For academics to be unaware--for whatever reason--of these disagreements and the controversies behind them is simply inexcusable. Such unawareness, however, provides a vehicle through which ideological and political agendas that have nothing to do with intellectual discussion or academic freedom can occur. In short, pronouncing that "the Christians" will raise complaints about GLBT issues and that we intellectuals need to anticipate ignorant rantings about "sinful behavior" is simply wrong at best and offensive at worst.
Ignorance is not necessarily harmful in itself. When it is used, however, to label, categorize, shun and even attack colleagues, students and other human beings, such ignorance needs to be renounced as firmly as possible. To those who are so busy defending "rights," perhaps it may be necessary to ask them to become morally consistent. We who are people of Judeo-Christian faith have the right to practice our faith, explore our own issues, meet in peaceable assembly with our fellows and even debate the merits of our own assertions without fear of retribution, castigation, exclusion or stereotype. We as people of faith have something to offer the intellectual dialogue that can take place on a college campus and, in my experience, did until about 30 years ago.

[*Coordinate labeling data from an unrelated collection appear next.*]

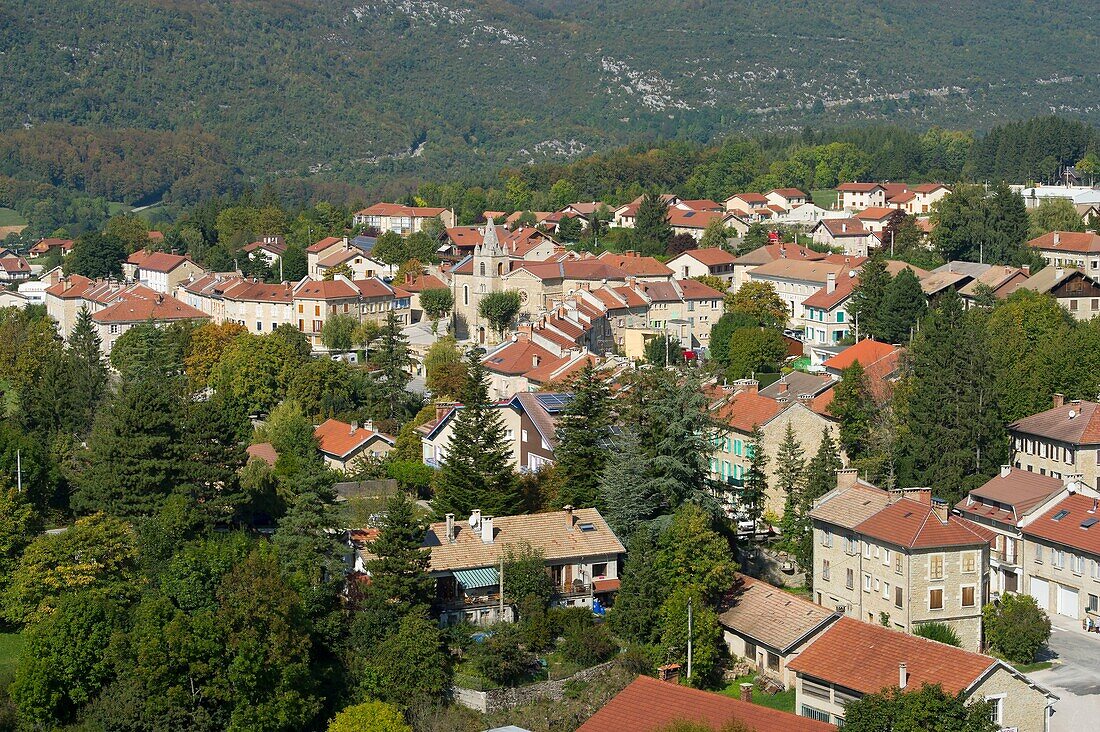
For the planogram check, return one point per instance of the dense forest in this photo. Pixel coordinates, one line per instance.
(389, 94)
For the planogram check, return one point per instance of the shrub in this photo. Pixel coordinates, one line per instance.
(941, 632)
(1015, 627)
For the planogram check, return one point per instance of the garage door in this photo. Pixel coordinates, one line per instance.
(1041, 590)
(1067, 602)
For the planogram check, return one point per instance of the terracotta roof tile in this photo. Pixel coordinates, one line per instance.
(648, 705)
(865, 657)
(1074, 528)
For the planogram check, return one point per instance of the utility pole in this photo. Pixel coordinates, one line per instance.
(689, 637)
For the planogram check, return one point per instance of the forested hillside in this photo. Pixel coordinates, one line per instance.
(403, 90)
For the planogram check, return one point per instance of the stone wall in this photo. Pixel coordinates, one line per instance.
(499, 699)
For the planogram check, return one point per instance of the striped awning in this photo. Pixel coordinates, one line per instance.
(482, 577)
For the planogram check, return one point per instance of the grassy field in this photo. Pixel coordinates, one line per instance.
(824, 197)
(782, 701)
(11, 646)
(11, 217)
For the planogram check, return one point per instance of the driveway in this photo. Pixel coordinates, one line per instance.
(1075, 676)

We also have the right to raise questions about the claims of those who express different opinions in the spirit of intellectual give and take without having our inquiries narrowly labeled as "religion and (sexual) morality." For there to be any question of our intellectual part of the "search for truth wherever it may lead" only heightens the problems facing SIUC and, I presume, many campuses across the country.
Surely with the brain power present at a research institution like ours, we can do better. In fact, if we really believe what we say about justice, equality and academic integrity, we must.